This repository contains the Jupyter notebook used for solving the famous Kaggle Titanic Competition. The competition challenges participants to predict the survival of passengers based on a set of features like age, class, and gender.
The goal of this project is to build a machine learning model that can predict which passengers survived the sinking of the Titanic. The dataset includes information about passengers, such as their age, sex, and passenger class.
The dataset for this project comes from the Titanic competition on Kaggle.
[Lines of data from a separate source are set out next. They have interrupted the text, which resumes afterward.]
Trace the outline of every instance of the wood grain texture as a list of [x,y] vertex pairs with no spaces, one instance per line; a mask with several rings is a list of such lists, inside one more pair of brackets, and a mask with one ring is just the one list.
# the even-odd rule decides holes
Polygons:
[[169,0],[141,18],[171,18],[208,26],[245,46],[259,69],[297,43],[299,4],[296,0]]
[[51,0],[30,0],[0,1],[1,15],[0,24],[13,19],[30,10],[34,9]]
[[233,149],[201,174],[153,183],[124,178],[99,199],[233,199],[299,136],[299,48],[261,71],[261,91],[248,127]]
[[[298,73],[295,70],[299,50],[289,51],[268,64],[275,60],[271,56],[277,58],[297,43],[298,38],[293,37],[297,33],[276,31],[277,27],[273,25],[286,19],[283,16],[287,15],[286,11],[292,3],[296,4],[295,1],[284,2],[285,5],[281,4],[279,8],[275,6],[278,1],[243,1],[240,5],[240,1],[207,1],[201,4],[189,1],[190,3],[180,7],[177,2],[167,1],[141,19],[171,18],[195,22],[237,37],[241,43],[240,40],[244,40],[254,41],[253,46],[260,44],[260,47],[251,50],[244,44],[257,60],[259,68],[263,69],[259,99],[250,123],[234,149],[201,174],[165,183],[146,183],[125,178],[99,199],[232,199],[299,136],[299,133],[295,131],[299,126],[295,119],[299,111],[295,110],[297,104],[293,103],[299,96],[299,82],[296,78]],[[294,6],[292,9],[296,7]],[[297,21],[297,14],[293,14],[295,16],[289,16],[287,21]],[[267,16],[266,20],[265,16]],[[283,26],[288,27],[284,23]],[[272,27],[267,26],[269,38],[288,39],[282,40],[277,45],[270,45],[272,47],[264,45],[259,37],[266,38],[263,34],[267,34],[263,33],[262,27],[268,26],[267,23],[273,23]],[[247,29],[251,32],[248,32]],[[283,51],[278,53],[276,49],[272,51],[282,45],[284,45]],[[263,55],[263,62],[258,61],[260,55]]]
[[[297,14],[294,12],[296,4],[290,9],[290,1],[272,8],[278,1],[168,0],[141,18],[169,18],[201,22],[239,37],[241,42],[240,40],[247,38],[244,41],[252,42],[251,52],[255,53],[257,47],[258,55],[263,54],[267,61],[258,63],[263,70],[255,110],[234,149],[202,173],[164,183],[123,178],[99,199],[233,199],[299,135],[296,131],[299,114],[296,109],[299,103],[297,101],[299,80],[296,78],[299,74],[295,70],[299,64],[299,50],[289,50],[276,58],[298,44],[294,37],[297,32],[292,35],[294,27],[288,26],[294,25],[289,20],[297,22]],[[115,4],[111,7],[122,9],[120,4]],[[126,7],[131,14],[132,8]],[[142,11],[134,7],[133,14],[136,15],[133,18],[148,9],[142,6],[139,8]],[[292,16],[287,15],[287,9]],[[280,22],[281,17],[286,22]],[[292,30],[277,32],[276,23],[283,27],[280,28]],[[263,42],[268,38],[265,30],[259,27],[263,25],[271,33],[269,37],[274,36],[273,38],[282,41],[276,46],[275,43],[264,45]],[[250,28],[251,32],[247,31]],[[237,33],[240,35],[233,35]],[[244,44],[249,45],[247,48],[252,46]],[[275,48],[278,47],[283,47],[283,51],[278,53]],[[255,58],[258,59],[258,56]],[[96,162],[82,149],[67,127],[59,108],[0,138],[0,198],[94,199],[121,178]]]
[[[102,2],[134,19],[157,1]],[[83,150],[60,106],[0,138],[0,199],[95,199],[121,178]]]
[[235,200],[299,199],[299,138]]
You can find the dataset and competition details here.
- PassengerId: A unique identifier for each passenger.
- Survived: 0 = No, 1 = Yes (Target variable).
- Pclass: Ticket class (1 = 1st, 2 = 2nd, 3 = 3rd).
- Name: Name of the passenger.
- Sex: Gender of the passenger.
- Age: Age of the passenger.
- SibSp: Number of siblings or spouses aboard the Titanic.
- Parch: Number of parents or children aboard the Titanic.
- Ticket: Ticket number.
- Fare: Passenger fare.
- Cabin: Cabin number.
- Embarked: Port of Embarkation (C = Cherbourg; Q = Queenstown; S = Southampton).
- Data Cleaning: Handle missing data, correct data types, and remove irrelevant features.
- Exploratory Data Analysis (EDA): Understand the relationships between features and survival using visualizations.
- Feature Engineering: Create new features from the existing ones to improve model performance.
- Modeling: Train different machine learning models and compare their performance using metrics like accuracy and F1 score.
- Logistic Regression
- Random Forest Classifier
- Support Vector Machines
- Gradient Boosting Classifier
The performance of the models is evaluated based on accuracy and cross-validation.